[Tutor] regex: don't match embedded quotes
Albert-Jan Roskam
fomcl at yahoo.com
Tue Jun 11 12:56:34 CEST 2013
Hi,
I have written a regex that is supposed to match correctly quoted (single quotes on each side, or double quotes on each side) text. It works, but it also matches embedded quoted text, which I don't want to happen.
I should somehow modify the 'comment' group such that it backreferences to 'quote' and includes only the inner quote sign. Background: I am playing around with this to see how hard it would be to write my own Pygments lexer, which I could then also use in IPython notebook.
>>> import re
>>> s = "some enumeration 1 'test' 2 'blah' 3 'difficult \"One\"'."

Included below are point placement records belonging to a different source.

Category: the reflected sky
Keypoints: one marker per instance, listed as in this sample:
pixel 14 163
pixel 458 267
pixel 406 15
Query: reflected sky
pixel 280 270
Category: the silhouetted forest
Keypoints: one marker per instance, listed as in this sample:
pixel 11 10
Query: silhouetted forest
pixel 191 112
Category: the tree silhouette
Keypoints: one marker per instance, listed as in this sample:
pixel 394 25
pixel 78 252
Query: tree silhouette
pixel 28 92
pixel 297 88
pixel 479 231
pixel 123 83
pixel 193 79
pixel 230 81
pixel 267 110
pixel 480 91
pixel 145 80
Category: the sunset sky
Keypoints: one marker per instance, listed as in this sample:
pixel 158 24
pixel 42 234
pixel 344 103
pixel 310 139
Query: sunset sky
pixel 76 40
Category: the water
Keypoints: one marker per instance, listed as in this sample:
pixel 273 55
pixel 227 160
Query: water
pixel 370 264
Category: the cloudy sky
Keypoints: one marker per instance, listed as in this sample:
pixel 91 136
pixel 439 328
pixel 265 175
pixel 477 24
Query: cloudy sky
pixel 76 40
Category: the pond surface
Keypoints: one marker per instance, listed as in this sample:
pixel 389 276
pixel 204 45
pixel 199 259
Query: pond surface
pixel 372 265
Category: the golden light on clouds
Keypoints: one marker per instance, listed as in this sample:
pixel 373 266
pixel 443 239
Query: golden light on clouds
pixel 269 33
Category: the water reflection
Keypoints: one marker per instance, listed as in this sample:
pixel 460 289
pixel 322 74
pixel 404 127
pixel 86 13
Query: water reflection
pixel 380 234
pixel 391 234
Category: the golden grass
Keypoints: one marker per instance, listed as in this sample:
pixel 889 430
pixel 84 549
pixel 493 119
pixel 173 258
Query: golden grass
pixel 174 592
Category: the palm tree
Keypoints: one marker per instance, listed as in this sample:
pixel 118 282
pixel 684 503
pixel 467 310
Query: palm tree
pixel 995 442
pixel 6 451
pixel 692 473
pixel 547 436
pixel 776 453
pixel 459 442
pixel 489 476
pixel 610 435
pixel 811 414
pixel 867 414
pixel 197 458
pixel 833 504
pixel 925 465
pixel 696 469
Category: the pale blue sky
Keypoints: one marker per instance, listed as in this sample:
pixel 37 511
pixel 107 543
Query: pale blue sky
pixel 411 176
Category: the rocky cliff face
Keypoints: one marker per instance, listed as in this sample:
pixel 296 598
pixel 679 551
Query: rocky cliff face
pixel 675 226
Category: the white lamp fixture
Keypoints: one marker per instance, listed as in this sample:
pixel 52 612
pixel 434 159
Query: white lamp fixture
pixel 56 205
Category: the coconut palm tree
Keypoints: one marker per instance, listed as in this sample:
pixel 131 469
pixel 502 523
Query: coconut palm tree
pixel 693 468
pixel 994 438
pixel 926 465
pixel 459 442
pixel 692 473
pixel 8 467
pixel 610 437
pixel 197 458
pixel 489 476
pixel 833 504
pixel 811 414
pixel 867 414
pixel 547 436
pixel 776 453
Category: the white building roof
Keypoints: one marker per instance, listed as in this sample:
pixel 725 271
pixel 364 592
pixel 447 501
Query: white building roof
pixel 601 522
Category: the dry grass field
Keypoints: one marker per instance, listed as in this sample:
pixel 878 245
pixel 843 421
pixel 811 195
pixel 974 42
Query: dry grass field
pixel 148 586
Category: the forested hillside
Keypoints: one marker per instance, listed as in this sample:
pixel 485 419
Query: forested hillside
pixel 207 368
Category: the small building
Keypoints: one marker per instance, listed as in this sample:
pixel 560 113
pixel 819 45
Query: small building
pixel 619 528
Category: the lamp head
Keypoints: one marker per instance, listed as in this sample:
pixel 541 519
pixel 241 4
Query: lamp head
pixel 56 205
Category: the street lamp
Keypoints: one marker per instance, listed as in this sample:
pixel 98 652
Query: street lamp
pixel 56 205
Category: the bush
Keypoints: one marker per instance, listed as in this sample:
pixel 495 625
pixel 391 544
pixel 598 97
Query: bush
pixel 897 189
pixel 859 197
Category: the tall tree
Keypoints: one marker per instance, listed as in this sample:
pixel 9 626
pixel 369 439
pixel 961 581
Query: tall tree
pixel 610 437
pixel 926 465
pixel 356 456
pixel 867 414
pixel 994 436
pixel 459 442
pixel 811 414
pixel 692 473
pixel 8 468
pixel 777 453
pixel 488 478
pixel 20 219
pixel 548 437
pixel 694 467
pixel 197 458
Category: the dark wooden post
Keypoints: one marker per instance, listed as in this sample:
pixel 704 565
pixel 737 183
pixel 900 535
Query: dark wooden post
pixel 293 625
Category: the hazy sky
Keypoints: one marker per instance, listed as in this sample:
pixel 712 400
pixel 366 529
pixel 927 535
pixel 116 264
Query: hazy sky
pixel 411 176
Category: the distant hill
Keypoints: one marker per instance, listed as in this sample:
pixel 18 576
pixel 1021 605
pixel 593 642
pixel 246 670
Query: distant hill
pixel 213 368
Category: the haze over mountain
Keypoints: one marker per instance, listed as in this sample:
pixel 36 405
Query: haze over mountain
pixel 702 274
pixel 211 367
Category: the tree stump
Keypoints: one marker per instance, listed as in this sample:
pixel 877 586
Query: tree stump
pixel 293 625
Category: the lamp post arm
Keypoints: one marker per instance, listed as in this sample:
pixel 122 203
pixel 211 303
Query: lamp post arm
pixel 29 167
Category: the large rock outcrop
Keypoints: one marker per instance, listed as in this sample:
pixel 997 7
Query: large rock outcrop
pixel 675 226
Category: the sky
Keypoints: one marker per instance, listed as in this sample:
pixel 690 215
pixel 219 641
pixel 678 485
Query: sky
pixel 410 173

>>> matches = re.finditer("(?P<quote>['\"])(?P<comment>[^'\"]*)(?P=quote)", s, re.DEBUG)
subpattern 1
in
literal 39
literal 34
subpattern 2
max_repeat 1 65535
in
negate None
literal 39
literal 34
groupref 1
# follow-up to a previous thread about splitting on punctuation: I have no idea how the output of re.DEBUG could help me improve my regex.
>>> [match.group("comment") for match in matches]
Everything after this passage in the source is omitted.